In a way, this scene feels like a kind of parallel to A New Hope, where perhaps mere hours after losing her planet, her family and everything she's ever known, Leia's first action aboard the Millennium Falcon is to comfort Luke (Mark Hamill) over Ben Kenobi's death. Putting aside how much more heartbreaking that scene becomes in retrospect, given Leia's relationship to the old Jedi is closer than her brother's was, she is showing exactly the kind of adult she has grown up to be. She's hoping to get out of this what she's put into it. Only unlike that scene, where Luke accepts her comfort and wallows in his own misery, Ben only lets the interaction remain one-sided for a few seconds. He snaps out of his sadness, not permanently, but enough to realize that Leia needs his comfort more than he needs hers. Her ordeal was something she never should have had to face, not only because of her age but because sending her away to Alderaan in the first place was supposed to keep her safe from things like this.

So he takes charge of the moment, taking hold of her hand instead. Their joined hands move from his leg closer to her side of the seat, visually shifting our understanding of who is comforting whom. It's only when Leia stops sitting up straight in her chair — the very picture of a diplomat at work — and relaxes back into her seat that their hands move to the middle of the space between them. By this point in the entirely silent interaction, they've become more like friends and equals, rather than one person leaning wholly on the other.
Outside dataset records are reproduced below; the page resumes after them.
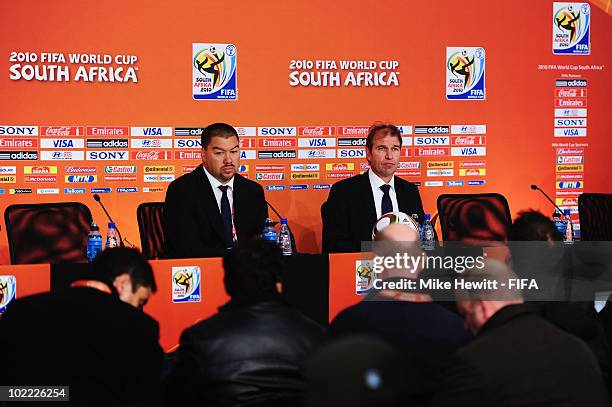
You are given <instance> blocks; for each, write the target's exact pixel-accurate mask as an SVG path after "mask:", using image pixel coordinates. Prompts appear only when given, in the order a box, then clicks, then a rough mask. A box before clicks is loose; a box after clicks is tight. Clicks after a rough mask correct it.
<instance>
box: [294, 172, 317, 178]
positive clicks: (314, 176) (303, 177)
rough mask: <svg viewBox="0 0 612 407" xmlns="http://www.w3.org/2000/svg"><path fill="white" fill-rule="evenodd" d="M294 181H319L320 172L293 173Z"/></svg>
mask: <svg viewBox="0 0 612 407" xmlns="http://www.w3.org/2000/svg"><path fill="white" fill-rule="evenodd" d="M291 179H292V180H300V179H319V173H318V172H293V173H291Z"/></svg>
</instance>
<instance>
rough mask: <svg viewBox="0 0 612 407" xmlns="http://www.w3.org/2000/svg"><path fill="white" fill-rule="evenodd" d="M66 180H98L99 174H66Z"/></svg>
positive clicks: (94, 181)
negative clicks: (77, 174) (71, 174)
mask: <svg viewBox="0 0 612 407" xmlns="http://www.w3.org/2000/svg"><path fill="white" fill-rule="evenodd" d="M64 180H65V181H66V182H87V183H91V182H98V176H97V175H66V176H65V177H64Z"/></svg>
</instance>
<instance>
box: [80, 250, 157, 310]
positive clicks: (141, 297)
mask: <svg viewBox="0 0 612 407" xmlns="http://www.w3.org/2000/svg"><path fill="white" fill-rule="evenodd" d="M91 265H92V268H93V271H94V273H95V275H96V276H97V277H98V278H99V279H100V280H102V281H105V282H107V283H108V284H110V285H112V286H114V287H115V289H116V290H117V293H118V294H119V298H120V299H121V301H123V302H126V303H128V304H130V305H132V306H134V307H142V306H144V305H145V304H146V303H147V301H148V300H149V298H150V297H151V295H152V294H153V293H154V292H156V291H157V285H156V284H155V277H154V276H153V269H152V268H151V265H150V264H149V262H148V261H147V260H146V259H145V258H144V257H143V255H142V254H141V253H140V252H139V251H138V250H137V249H131V248H127V247H114V248H112V249H106V250H104V251H102V252H101V253H99V254H98V255H97V256H96V258H95V259H94V261H93V262H92V264H91Z"/></svg>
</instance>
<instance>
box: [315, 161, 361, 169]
mask: <svg viewBox="0 0 612 407" xmlns="http://www.w3.org/2000/svg"><path fill="white" fill-rule="evenodd" d="M317 170H318V169H317ZM325 170H326V171H354V170H355V164H354V163H331V164H325Z"/></svg>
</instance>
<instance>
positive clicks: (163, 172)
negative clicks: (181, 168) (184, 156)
mask: <svg viewBox="0 0 612 407" xmlns="http://www.w3.org/2000/svg"><path fill="white" fill-rule="evenodd" d="M144 173H145V174H168V173H174V166H173V165H161V166H160V165H145V166H144Z"/></svg>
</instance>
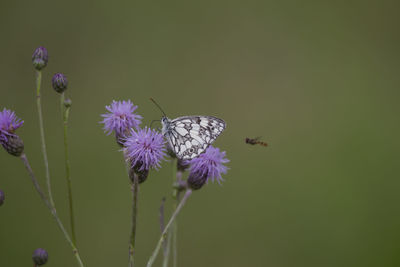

He runs his thumb across the back of her hand then, and squeezes her fingers in his. The gesture is oddly reminiscent of the way he tried to comfort Padmé after Mustafar, with a gentle touch to her forehead. It's almost as though he is reminding himself who he is doing this for, besides the obvious Leia and Bail. Much like her initial gesture, this is him telling her that he's here for her. But it's also him thanking her, both for trying to help in the moment, and for helping him slowly come back to himself.

It's not perfect. Ben still has a long way to go, and we don't even know if he'll really get there. Given his conviction in Return of the Jedi that Vader must die, it's possible he might not ever get there. But as far as Leia and the health of his own mind goes, it's certainly a start.

The first four episodes of Obi-Wan Kenobi are streaming now on Disney+.